The Rise of Cybersecurity Insurance

In the early 2000s, an escalating number of breaches occurred in consumer databases containing personal information. At that point, most states enacted security breach notification laws. This prompted lawyers and financial services companies to become increasingly involved. What’s more, large banks and Fortune 500 companies raised demand for larger, comprehensive policies. In these cases, some used insurance policies as another risk transfer mechanism.

However as data breaches became a reality, those looking for pay-outs from their policies found that many exclusions applied. For example, when Sony’s PlayStation network was breached in 2011, more than 77 million personal accounts were breached, which cost Sony an estimated $170 million. Sony thought its general liability insurance policy would cover this loss, but it didn’t. The company learned its lesson and when it had another security breach in 2014; it had a cyber insurance policy that paid out most of its $100 million in losses.

Moreover, there are still additional factors that cybersecurity insurance does not take in consideration such as reputation damage, impact on customers due to their loss of privacy and business downturns that can be triggered by a security breach. Creating policies that address these concerns as cybersecurity insurance continues to evolve will be critical.

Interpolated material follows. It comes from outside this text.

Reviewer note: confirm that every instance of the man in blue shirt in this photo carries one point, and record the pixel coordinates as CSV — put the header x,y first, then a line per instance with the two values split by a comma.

Is Cybersecurity Insurance The Answer?

As the demand and premiums go up for cybersecurity insurance, and those covered often face rigorous cybersecurity audits, can we ever look to cybersecurity insurance to be an effective risk management solution for organizations? As we evaluate at the current presence of cyber threats, where IoT security risks could actually result in direct harm to consumers, the issue of liability and fault becomes a web of complicated interdependencies between manufacturers of devices and the consumers or corporations that interact with them. Will policies ever pay out if a business was impacted due to low security controls in another’s device? As we saw in the attack on Dyn in 2016 or Mirai earlier this year, where a large number of e-commerce and retail companies suffered outages, is it the insurance companies responsibility to pay out all of the online companies that were affected by the downtime due to a third party issue? In addition, the fact that cybersecurity breaches can remain undetected for several months or even longer, creates the possibility of accumulated and compounded future losses.

Like insurance companies coverage of major earthquake or flood zones, can insurance protect us in our increasingly interconnected world, where we are dependent on the stability, and the delicacy of the Internet? Insurers will need to overcome these obstacles to fully understand and realize the potential this market. In addition, businesses will need to educate themselves on policies before they buy.